Climate change if unchecked will lower living standards of about half of South Asia’s population by 2050, with people in central India likely to be worst hit, a World Bank report will say. Overall 600 million Indians will be moderately or severely affected by changes in temperature and rainfall. People living inland are more likely to witness an erosion in living standards compared to those in coastal and hilly regions, says the report that will be released on Thursday.
“Almost half of South Asia’s population lives in areas that are projected to become moderate to severe hotspots by 2050 under the carbon-intensive scenario,” a preview of the report says. “At the same time, living standards in some currently cold and dry mountain areas could improve marginally.”
Hotspots are areas where living standards will be most affected by changes in temperature and rainfall. The report used household survey data to understand the link between living standards and weather conditions.
It examines how rising temperatures and changing rainfall patterns will impact living standards under two scenarios: One, where aggressive climate-change action is taken and another when minimal action is taken. The report looks at 11 models that have been able to predict with a high degree of accuracy the changes in temperature and rainfall in South Asia at the district level. In both cases standard of life of people is likely to fall, but the impacts would be very severe in the minimal-action scenario.
The World Bank findings are the latest in a series of warnings that a warming planet posed a serious risk to India, which could hamper the country’s growth story. A study released earlier this year found that India is one of the most vulnerable countries to climate change, which is likely to lead to greater food insecurity, even if the temperature rises by 1.5 degrees Celsius above pre-industrial levels.

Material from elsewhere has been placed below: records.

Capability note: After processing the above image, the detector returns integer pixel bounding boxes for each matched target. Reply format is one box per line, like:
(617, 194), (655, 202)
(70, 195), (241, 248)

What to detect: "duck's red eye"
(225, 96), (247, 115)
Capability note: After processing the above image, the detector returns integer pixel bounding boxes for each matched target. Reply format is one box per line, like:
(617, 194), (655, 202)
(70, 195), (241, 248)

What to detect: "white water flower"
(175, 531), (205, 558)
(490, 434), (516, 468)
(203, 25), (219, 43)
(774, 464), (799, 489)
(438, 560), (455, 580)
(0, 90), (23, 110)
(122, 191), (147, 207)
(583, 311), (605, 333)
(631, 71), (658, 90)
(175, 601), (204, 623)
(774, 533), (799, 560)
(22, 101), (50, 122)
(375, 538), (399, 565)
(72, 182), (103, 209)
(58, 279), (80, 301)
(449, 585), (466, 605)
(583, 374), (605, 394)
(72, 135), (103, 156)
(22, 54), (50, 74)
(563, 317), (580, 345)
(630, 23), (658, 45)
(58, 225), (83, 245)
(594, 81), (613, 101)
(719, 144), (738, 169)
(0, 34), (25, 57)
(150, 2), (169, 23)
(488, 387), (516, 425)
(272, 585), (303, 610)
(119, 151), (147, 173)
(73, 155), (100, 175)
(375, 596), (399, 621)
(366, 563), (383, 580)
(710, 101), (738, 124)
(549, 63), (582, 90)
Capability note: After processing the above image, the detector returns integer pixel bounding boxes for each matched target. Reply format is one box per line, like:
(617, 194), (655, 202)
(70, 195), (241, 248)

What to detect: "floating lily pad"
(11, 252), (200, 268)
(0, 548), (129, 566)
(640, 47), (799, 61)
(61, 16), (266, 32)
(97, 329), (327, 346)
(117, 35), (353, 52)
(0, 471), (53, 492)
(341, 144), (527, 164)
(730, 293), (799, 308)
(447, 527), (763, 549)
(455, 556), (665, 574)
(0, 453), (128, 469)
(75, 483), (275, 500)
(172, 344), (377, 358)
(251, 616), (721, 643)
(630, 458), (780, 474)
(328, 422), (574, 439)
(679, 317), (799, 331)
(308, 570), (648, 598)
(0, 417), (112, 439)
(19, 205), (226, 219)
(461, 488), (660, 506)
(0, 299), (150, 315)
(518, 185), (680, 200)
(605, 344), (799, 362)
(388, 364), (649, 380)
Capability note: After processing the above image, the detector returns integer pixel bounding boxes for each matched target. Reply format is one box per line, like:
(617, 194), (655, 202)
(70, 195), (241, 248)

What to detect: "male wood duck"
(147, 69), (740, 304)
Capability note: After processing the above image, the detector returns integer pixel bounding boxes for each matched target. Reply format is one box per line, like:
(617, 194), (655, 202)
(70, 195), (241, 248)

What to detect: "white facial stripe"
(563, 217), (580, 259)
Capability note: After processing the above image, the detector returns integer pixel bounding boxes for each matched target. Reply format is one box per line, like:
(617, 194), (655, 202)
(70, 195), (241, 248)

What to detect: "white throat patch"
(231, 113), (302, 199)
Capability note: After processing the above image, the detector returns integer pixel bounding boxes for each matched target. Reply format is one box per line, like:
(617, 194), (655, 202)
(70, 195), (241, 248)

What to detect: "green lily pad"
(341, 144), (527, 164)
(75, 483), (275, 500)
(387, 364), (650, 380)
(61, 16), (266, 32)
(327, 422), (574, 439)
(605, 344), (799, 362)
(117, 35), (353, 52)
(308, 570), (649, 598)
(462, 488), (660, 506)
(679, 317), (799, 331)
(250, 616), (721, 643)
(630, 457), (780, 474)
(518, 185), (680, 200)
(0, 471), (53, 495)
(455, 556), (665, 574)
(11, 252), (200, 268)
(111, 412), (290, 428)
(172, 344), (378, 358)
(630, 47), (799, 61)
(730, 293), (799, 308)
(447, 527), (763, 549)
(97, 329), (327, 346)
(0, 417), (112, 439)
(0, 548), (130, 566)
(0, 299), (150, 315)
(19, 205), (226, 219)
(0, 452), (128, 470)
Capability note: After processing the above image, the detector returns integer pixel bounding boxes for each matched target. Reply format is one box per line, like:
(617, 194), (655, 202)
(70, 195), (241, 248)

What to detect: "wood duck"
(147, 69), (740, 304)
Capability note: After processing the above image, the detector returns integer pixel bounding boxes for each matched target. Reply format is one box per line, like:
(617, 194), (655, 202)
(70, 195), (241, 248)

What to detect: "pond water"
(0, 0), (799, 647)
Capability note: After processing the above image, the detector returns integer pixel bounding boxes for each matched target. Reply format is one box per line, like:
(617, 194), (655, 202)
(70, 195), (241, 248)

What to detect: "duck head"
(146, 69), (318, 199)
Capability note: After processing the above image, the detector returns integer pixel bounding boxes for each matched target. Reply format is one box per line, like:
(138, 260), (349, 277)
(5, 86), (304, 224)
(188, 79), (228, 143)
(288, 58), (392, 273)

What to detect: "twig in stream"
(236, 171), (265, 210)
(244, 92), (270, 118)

A leaked draft report from the Intergovernmental Panel on Climate Change this month suggested that current pledges taken by countries to reduce greenhouse gas emissions might not be enough to prevent catastrophic impacts of climate change.
“The government has not prioritised adaptation the way it should,” Harjeet Singh, climate-change expert at Action Aid said. “India as a country has been ranked one of the most vulnerable countries to climate change. If we don’t focus on adaptation we will see an erosion of development gains.”